In 1971, Bristow was produced on stage at the ICA, London, starring Freddie Jones. In 1999, Dickens adapted Bristow as a six-part series for BBC Radio 4, featuring Michael Williams, Rodney Bewes and Dora Bryan. Anne Karpf observed in The Guardian: "From cartoon strip to radio series is no longer a large leap, although Frank Dickens's Bristow, about an idle paper-pusher in a large firm, scarcely invites the kind of Superman cartoon radio techniques that have become so familiar. Yet the first in this new Radio 4 series cleverly managed to sound simultaneously knowing and naïf."

Since 1966, twelve Bristow compilations in book form have been published: by Constable (1966), Allison & Busby (1970), Abelard-Schuman (1972, 1973, 1974, 1975), Futura (1976), Barrie & Jenkins (1978), Penguin Books (1981), Macmillan (1982), and Beaumont Book Company (Australia, 1977, 1978). The most recent is The Big, Big, Big, Bristow Book (Little, Brown & Company, 2001).

The strip that brought Dickens greatest financial success, through syndication in the United States, was "Albert Herbert Hawkins: The Naughtiest Boy in the World" – which reportedly captures the "essential naughtiness" of its author.

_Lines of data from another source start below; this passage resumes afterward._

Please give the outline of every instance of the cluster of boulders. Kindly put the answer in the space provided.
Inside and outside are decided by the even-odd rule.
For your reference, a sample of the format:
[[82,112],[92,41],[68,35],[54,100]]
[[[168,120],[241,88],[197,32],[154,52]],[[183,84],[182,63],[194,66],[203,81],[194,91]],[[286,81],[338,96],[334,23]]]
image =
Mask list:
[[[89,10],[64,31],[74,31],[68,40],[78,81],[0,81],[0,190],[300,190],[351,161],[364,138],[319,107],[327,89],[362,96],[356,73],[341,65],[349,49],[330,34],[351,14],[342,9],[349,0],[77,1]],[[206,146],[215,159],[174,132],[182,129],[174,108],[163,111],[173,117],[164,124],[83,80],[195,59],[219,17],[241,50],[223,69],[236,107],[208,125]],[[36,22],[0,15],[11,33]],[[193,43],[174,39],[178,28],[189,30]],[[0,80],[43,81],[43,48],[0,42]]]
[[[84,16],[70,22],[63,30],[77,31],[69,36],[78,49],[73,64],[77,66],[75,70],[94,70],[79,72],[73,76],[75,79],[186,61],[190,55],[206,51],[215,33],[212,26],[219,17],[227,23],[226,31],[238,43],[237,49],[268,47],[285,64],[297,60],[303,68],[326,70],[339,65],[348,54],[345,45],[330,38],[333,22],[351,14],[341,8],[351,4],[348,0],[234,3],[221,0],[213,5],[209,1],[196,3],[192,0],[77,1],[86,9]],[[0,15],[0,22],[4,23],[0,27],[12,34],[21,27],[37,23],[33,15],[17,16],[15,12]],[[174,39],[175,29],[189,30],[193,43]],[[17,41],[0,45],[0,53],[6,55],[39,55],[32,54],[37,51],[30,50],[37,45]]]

Dickens also published several children's books, as well as thrillers connected with bicycle racing: A Curl Up and Die Day (Peter Owen Publishers, 1980) and Three Cheers for the Good Guys (Macmillan, 1984).

On 2 February 2012, BBC Radio 4 broadcast a tribute to Frank Dickens called Holy Mackerel – It's My Life! to mark his 80th birthday, narrated by Bernard Cribbins and with contributors who included fellow cartoonists Ralph Steadman and Rick Brookes. The programme was repeated on 13 May 2012.

Dickens died on 8 July 2016 after a long illness.